Summaries and Derived Data

Grouping and Filtering Groups


Learning Objectives

  • You can write grouped queries using GROUP BY for one or more columns.
  • You can name what one result row represents in any grouped query you write.
  • You can distinguish WHERE from HAVING and choose the right one for a given filter.

An aggregate over a whole table gives one summary for all matching rows. Often, however, the question wants one summary per group. That is what GROUP BY is for.

Once rows have been grouped, the next natural question is whether all groups should appear in the result or only some of them. That is what HAVING is for: WHERE filters rows; HAVING filters groups.

This chapter covers both clauses together, because in practice they are almost always thought about as one pair.

A First Grouped Query

Suppose the question is: how many submissions does each exercise have?

SELECT
  exercise_id,
  COUNT(*) AS submission_count
FROM submissions
GROUP BY exercise_id;

This returns one row per exercise_id. The COUNT(*) is computed within each group rather than across the whole table.

A possible result might look like this:

exercise_idsubmission_count
73
81
125

Three exercises had submissions; for each one, the count of its submissions appears alongside.

Loading Exercise...

What Grouping Really Does

A grouped query works in two conceptual steps:

  1. partition the rows into groups, where rows that share the same grouping value or values go into the same group,
  2. compute the aggregate separately inside each group.

The SELECT clause then produces one row per group. Each group becomes one result row.

This explains why the example above has one count per exercise rather than one count for the whole table. Each exercise_id value defines one group; each group contributes one row to the result.

Ask What One Result Row Represents

Before grouping, one result row from SELECT * FROM submissions represents one stored submission. After grouping by exercise_id, one result row represents one exercise together with a summary about its submissions.

That shift in row meaning is the most important mental move in this part.
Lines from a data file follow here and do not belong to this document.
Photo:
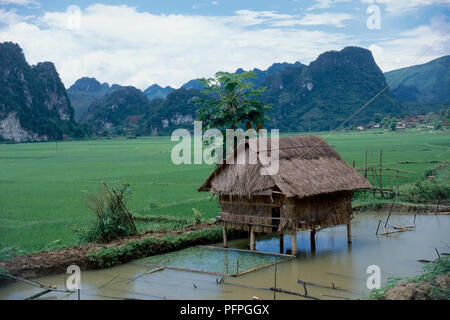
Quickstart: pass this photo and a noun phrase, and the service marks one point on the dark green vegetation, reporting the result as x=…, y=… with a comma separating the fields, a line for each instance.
x=157, y=92
x=428, y=82
x=319, y=96
x=328, y=91
x=121, y=109
x=428, y=283
x=86, y=91
x=112, y=217
x=434, y=185
x=33, y=102
x=44, y=188
x=111, y=256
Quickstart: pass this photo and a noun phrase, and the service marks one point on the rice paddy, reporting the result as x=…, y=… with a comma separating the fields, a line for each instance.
x=44, y=185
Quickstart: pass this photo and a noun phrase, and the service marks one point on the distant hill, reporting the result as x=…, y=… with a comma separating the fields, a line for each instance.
x=323, y=94
x=157, y=92
x=429, y=82
x=178, y=110
x=319, y=96
x=85, y=91
x=34, y=105
x=121, y=109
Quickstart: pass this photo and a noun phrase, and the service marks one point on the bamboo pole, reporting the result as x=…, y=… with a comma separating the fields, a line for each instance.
x=281, y=242
x=294, y=293
x=365, y=166
x=225, y=240
x=39, y=294
x=349, y=232
x=242, y=250
x=381, y=167
x=252, y=239
x=312, y=236
x=294, y=242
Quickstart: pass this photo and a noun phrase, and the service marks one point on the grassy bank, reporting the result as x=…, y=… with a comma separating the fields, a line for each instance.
x=44, y=187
Every grouped query has a different “what does one result row represent?” answer, and the best habit when reading or writing one is to pause and name that answer in plain language.

For the query above, one result row represents:

one exercise, and the count of submissions made for that exercise.

For a query grouped by (exercise_id, status), one result row would represent:

one exercise-and-status combination, and the count of submissions in that combination.

If the row meaning is unclear, the query is usually unclear too.

Loading Exercise...

A Grouped Query Restricts SELECT

A grouped query cannot freely select any column it wants. Selected columns must be either:

  • columns that appear in the GROUP BY, or
  • aggregate expressions like COUNT(*) or AVG(score).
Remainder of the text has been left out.